The purpose of this project was to check for correlation and prediction possibility for a medical dataset.
The dataset used is available on Kaggle: "This dataset contains detailed information about medical costs for individuals over the period from 2010 to 2020. It includes various attributes such as age, sex, BMI, number of children, smoking status, and region. These attributes are essential in understanding the factors that influence medical costs and can be used for predictive modeling, statistical analysis, and research purposes."
First, I analyzed the data to check for the distribution and split of the different features.
Using my GPU alongside the XGBRegressor
model, I trained and tested a model.
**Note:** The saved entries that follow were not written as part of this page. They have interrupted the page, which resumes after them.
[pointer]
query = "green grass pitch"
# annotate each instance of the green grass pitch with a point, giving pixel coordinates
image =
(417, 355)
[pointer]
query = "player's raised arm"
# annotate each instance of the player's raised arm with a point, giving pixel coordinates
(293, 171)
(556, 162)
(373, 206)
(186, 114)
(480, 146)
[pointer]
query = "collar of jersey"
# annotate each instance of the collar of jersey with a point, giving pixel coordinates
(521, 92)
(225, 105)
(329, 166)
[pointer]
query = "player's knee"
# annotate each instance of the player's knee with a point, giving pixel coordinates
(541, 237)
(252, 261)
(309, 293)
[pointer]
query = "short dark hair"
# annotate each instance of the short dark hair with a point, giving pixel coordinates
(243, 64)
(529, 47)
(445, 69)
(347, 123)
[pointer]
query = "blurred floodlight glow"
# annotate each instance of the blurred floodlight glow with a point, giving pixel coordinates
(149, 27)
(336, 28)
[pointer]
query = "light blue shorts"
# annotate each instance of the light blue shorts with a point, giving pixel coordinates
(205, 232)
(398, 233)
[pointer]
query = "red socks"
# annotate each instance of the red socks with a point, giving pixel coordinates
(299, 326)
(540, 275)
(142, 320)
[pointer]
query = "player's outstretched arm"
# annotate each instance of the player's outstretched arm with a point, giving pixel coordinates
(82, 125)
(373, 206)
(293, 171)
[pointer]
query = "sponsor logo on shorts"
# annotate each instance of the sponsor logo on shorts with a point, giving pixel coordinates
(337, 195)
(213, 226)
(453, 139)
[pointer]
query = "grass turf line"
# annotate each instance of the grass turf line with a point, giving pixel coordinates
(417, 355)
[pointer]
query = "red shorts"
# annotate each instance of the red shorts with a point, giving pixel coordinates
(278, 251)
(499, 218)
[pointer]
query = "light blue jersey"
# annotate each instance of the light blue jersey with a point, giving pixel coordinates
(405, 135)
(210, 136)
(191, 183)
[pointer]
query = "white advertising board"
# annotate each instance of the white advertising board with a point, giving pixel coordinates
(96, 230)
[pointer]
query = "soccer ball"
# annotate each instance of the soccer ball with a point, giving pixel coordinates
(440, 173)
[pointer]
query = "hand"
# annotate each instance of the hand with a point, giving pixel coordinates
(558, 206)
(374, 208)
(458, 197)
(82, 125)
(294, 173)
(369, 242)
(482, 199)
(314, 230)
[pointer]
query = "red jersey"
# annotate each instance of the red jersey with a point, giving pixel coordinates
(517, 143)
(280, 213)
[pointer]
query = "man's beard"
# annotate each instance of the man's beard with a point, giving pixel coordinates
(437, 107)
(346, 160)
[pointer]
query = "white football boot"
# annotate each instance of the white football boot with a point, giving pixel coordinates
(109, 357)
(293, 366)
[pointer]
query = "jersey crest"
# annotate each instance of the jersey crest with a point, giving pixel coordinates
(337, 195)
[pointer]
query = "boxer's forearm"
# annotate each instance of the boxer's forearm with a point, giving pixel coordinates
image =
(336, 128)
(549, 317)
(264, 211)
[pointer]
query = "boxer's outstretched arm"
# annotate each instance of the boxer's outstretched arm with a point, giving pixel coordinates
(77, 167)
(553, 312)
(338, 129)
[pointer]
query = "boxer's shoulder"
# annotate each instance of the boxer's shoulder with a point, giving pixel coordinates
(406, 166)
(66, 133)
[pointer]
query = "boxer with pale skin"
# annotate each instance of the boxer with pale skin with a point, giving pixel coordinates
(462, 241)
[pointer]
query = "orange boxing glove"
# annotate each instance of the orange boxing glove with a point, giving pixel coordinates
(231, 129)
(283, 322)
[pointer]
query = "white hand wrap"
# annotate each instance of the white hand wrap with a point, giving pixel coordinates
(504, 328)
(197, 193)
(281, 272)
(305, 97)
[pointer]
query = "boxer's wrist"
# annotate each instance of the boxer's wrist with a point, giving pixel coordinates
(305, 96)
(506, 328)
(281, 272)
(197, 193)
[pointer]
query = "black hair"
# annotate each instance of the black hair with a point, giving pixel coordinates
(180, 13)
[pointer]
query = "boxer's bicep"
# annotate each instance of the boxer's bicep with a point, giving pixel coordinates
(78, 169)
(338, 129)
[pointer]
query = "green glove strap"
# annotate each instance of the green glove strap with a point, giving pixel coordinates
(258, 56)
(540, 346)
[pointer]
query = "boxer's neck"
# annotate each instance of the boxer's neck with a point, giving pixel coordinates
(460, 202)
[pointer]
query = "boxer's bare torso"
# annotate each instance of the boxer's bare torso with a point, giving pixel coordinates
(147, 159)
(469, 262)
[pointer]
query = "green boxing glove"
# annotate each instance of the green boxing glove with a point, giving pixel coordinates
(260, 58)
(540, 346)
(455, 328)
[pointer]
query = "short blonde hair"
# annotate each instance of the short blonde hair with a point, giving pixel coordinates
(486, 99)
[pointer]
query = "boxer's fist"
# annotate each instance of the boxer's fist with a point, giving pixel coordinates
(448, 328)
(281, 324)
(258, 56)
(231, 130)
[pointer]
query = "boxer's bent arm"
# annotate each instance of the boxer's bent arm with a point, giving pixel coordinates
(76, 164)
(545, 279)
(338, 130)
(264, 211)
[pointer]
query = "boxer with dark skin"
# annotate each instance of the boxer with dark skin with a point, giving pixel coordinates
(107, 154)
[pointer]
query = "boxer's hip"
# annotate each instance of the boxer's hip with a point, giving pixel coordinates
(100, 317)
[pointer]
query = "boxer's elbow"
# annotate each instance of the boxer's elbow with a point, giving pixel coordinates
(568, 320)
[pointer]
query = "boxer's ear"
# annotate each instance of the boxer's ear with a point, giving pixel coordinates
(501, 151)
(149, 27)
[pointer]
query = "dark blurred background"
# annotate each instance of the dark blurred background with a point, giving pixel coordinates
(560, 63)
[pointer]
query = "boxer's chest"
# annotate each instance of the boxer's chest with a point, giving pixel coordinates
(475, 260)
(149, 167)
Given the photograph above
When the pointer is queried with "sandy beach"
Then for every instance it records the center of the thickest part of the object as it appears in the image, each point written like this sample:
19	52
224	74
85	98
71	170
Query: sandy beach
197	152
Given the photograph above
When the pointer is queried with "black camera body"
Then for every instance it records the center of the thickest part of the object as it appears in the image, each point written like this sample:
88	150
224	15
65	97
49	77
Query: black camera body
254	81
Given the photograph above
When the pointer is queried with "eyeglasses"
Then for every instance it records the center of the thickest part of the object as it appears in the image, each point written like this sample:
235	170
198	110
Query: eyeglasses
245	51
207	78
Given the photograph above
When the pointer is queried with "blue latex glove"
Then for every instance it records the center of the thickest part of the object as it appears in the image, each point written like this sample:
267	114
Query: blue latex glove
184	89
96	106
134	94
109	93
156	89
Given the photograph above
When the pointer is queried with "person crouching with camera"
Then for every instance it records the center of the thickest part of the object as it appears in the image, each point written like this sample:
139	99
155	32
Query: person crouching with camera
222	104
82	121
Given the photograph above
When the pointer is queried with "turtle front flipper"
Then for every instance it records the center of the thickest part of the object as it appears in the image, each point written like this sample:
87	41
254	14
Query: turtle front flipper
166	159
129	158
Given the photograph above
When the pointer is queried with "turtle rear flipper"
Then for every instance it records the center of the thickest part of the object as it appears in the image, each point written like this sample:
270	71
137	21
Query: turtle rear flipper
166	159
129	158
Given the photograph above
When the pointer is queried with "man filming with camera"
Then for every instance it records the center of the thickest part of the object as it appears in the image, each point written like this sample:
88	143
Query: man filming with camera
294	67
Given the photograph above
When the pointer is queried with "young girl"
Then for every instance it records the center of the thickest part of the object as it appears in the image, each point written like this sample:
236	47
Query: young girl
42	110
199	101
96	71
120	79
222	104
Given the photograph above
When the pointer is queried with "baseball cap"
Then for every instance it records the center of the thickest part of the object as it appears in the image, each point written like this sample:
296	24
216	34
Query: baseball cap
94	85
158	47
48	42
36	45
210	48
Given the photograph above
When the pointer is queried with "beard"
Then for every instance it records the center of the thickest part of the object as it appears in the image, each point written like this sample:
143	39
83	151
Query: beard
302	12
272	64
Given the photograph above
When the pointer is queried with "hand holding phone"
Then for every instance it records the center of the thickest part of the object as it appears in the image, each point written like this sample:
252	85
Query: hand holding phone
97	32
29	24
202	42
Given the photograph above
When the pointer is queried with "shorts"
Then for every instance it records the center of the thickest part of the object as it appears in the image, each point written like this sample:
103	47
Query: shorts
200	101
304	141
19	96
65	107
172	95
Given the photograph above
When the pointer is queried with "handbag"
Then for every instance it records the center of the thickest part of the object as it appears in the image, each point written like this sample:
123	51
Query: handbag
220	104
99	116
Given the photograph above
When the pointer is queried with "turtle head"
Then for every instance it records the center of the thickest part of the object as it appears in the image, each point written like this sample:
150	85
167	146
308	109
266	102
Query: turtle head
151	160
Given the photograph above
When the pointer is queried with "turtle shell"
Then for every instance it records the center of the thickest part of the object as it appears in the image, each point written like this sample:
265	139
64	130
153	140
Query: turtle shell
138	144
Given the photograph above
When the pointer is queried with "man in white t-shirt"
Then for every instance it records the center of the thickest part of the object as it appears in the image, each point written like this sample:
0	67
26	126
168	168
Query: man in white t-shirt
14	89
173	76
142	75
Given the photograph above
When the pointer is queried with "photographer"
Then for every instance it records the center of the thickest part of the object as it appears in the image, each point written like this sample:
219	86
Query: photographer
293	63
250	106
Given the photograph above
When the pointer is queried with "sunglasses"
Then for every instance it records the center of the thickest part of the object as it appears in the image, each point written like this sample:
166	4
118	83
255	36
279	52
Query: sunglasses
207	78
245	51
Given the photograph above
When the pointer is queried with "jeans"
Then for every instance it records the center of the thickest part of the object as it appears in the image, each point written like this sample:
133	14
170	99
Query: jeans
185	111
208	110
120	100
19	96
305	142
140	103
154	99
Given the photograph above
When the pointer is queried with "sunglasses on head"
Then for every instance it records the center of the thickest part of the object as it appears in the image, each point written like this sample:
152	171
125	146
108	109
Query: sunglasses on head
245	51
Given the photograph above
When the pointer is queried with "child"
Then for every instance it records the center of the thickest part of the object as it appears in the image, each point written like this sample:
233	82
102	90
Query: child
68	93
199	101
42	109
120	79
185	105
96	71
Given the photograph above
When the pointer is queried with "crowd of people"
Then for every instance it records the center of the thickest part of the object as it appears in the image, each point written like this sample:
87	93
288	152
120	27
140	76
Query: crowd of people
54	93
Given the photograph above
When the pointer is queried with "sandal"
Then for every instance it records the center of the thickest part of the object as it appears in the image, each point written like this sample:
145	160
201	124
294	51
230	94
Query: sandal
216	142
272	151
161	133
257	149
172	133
The initial results seemed promising:
- Mean Absolute Error: 255.77
- Mean Squared Error: 87840.26
- R-squared: 0.998
After this, I transitioned from the Jupyter notebook to two scripts:
train_model.py
predict_cost.py
The role of these two files is to train the model and then predict the cost with minimal configuration. The predict_cost.py
script also includes user input fields, which would later assist us when creating a Flask back-end with an HTML front-end.
In app.py
and index.html
, you can see the Flask back-end connected to the front end.
The web server can be started by typing:
```bash python -m http.server ```
The end result looks like this:
However, I noticed a large bias against smokers. While this is logical, I wanted to ensure there were no mistakes during model training. I created a balanced version to address this concern. Additionally, the model seemed to be very biased towards numbers between 6k and 8k and 16k to 20k, with nothing in between.
A simple distribution chart revealed the bias:
The correlation heatmap shows that smoking status has a significant impact on medical costs:
Understanding that the sampling method might introduce bias, I fed the model some random values to test its sensitivity. The ones in red signal that the person is a smoker. While age, BMI, number of children, and region have an impact, their influence is much smaller compared to smoking status.